Auxílio à imigração ilegal | Art 183º da Lei 23/2007 de 4 de julho – Lei de Estrangeiros

1 — Quem favorecer ou facilitar, por qualquer forma, a entrada ou o trânsito ilegais de cidadão estrangeiro em território nacional é punido com pena de prisão até três anos.
2 — Quem favorecer ou facilitar, por qualquer forma, a entrada, a permanência ou o trânsito ilegais de cidadão estrangeiro em território nacional, com intenção lucrativa, é punido com pena de prisão de um a cinco anos.
3 — Se os factos forem praticados mediante transporte ou manutenção do cidadão estrangeiro em condições desumanas ou degradantes ou pondo em perigo a sua vida ou causando-lhe ofensa grave à integridade física ou a morte, o agente é punido com pena de prisão de dois a oito anos.
4 — A tentativa é punível.
5 — As penas aplicáveis às entidades referidas no n.º 1 do artigo 182.º são as de multa, cujos limites mínimo e máximo são elevados ao dobro, ou de interdição do exercício da atividade de um a cinco anos.

(…)

Comentários

1 — Os n.ºs 1, 2 e 4 correspondem, no essencial, aos n.ºs 1, 2 e 3 do art. 134.º-A do DL n.º 244/98, de 8 de Agosto, introduzido pelo DL n.º 34/2003, de 25 de Fevereiro.

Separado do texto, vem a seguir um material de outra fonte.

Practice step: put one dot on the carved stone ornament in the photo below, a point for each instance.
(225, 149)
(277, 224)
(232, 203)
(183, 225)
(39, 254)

A verificação da prática do crime de auxílio à imigração ilegal carece da demonstração de requisitos subjectivos e objectivos. A acção material criminosa reside no “favorecimento” e na “facilitação”. O modo da acção não é definido: qualquer um serve (“por qualquer forma”: n.ºs 1 e 2; podemos incluir aqui, por exemplo, obtenção de documento fraudulento; protecção ao esconderijo ou acolhimento em casa do agente, etc.). O objecto da acção é a “entrada”, o “trânsito” (n.º 1) e a “permanência” (n.º 2) ilegais, consoante os casos, noções cuja verificação casuística concreta há-de buscar-se no disposto no art. 181.º O sujeito activo é qualquer pessoa. O sujeito passivo é um cidadão estrangeiro. O elemento subjectivo consiste na consciência de prestar ilicitamente ajuda a cidadão estrangeiro entrar, permanecer e transitar ilegalmente no nosso país. Para a prática do crime não é essencial a obtenção de um ganho ou benefício económico, embora como resulta do n.º 2, também possa concorrer uma intenção lucrativa, que funcionará como elemento subjectivo que agrava a moldura penal abstracta. Para o ilícito contemplado no n.º 3, o modo da acção pode caracterizar-se por transporte e manutenção do cidadão em condições desumanas ou degradantes.

2 — O n.º 1 apresenta em relação ao n.º 2 duas diferenças de vulto. Uma reside no facto de no primeiro caso o acto de favorecimento ou facilitação visar somente a entrada ou o trânsito ilegais, enquanto no segundo, também se incluir a permanência ilegal. Outra consiste na circunstância de na primeira hipótese, ao preenchimento do ilícito ser indiferente a intenção do agente, desde que não tenha por objectivo a obtenção de lucro, enquanto na segunda a “intenção lucrativa” é elemento determinante do tipo, razão pela qual os limites mínimo e máximo da moldura penal abstracta são agravados no n.º 2, em relação ao n.º 1. Nota SEF: Na sua redação inicial, anterior à Lei n.º 29/2012, o n.º 2 deste artigo versava: “Quem favorecer ou facilitar, por qualquer forma, a entrada, a permanência ou o trânsito ilegais de cidadão estrangeiro em território nacional, com intenção lucrativa, é punido com pena de prisão de 1 a 4 anos.”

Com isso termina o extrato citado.